Avec la porte de la maison, ou dans ce cas: avec la transacité au milieu de l’arrêt, le septième album des Kooks Falls. “Les temps changent mais vous restez le même”, chante Luke comme si c’était pour lui seul. Cela ne sait jamais / sait que le groupe voulait retourner au début des premiers jours. Plus d’expériences, pas d’électronique, pas de tons en pente, mais la guitare et la basse sont surnommés, le chant magnifiquement laconique, les mélodies accrocheuses.
Non seulement par “/” dans le titre de l’album, les Kooks essaient d’évoquer l’audition insouciante de The Naive, non seulement dans le tube “Naïve”, mais maintenant pendant près de deux décennies – ont été les premiers albums à l’intérieur / à l’intérieur, qui combinaient une prudence si merveilleuse avec une mélancolie à la mode. Dans de rares moments, de toutes choses, dans “S’ils ne pouvaient que galence”, dans lesquels Pritchard se souvient avec nostalgie de ses parents et souhaite qu’ils aient toujours vécu que leur progéniture a trouvé la chance.

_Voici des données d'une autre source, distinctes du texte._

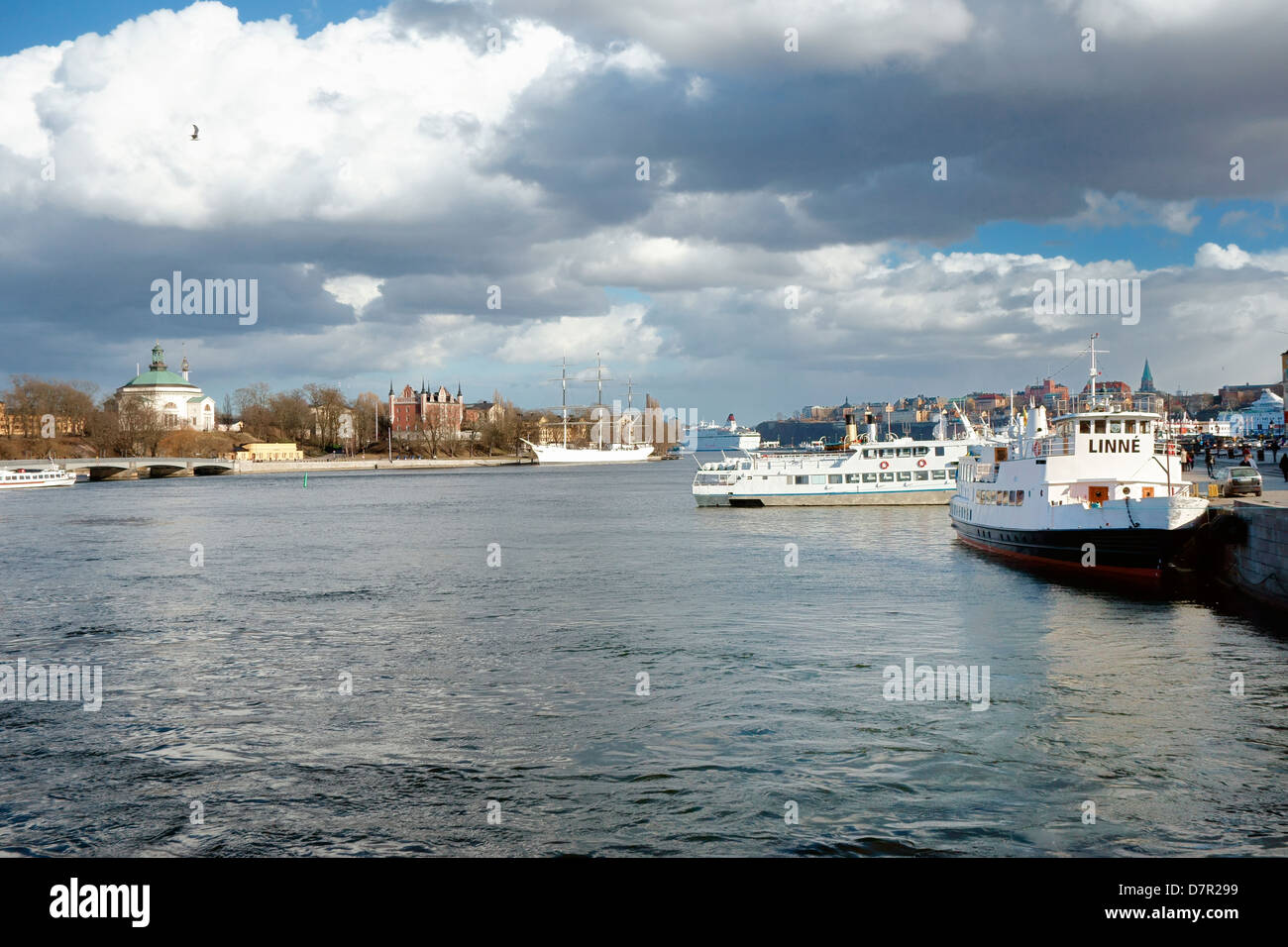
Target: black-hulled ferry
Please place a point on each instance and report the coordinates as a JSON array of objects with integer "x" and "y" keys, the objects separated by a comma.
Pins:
[{"x": 1098, "y": 489}]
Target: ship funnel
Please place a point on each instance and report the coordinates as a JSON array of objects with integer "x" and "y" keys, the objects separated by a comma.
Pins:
[
  {"x": 1035, "y": 424},
  {"x": 851, "y": 431},
  {"x": 870, "y": 421}
]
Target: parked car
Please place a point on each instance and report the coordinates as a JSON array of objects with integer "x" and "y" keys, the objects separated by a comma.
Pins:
[{"x": 1237, "y": 480}]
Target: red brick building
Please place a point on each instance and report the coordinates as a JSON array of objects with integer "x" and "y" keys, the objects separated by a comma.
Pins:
[
  {"x": 1046, "y": 392},
  {"x": 424, "y": 410},
  {"x": 1119, "y": 388}
]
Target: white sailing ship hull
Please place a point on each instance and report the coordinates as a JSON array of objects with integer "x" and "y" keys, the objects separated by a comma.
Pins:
[
  {"x": 618, "y": 454},
  {"x": 33, "y": 479}
]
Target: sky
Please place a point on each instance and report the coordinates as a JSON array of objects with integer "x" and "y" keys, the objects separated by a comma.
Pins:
[{"x": 842, "y": 200}]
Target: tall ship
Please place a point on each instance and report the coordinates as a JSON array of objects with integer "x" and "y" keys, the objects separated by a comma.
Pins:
[
  {"x": 599, "y": 453},
  {"x": 861, "y": 472},
  {"x": 1096, "y": 489},
  {"x": 22, "y": 478}
]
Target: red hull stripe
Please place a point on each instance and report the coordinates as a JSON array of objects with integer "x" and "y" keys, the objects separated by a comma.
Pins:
[{"x": 1120, "y": 573}]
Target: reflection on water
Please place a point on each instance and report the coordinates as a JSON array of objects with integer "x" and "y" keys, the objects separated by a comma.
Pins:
[{"x": 518, "y": 684}]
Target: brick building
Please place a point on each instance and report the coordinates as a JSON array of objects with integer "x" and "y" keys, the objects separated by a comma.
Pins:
[{"x": 417, "y": 411}]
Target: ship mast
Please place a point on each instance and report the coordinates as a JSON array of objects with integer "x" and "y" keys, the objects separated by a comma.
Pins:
[{"x": 1094, "y": 369}]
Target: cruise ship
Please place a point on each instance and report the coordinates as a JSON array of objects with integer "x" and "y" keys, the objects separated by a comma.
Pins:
[
  {"x": 713, "y": 438},
  {"x": 1098, "y": 491},
  {"x": 862, "y": 472}
]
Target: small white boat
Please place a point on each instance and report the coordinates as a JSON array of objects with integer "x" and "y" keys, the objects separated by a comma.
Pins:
[
  {"x": 24, "y": 478},
  {"x": 720, "y": 438},
  {"x": 609, "y": 454},
  {"x": 1098, "y": 491},
  {"x": 858, "y": 472}
]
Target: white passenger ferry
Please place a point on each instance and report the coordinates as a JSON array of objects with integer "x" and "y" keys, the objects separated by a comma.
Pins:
[
  {"x": 1098, "y": 489},
  {"x": 862, "y": 472},
  {"x": 24, "y": 478}
]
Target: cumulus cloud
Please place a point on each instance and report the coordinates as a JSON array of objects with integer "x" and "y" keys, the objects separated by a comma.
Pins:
[
  {"x": 1222, "y": 257},
  {"x": 378, "y": 175}
]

Mais comme dans “Arrow à travers moi”, la recherche de la légèreté des premiers jours peut également être perdue en difficulté ou dans le “bébé ensoleillé” pénétrant: “Quand tu m’aimes, tu me fais sentir dix pieds de haut.” Vous remarquez non seulement que Pritchhard peut faire des mélodies instantanées, mais ce n’est pas le poète doué quand il rime avec “Take Me To Love Street” sur “You Hit Me Like a Freight Train”. Oui, “c’est difficile au sommet”, parce que la hâte de la hâte, Luke, mais plus en haut de la hauteur.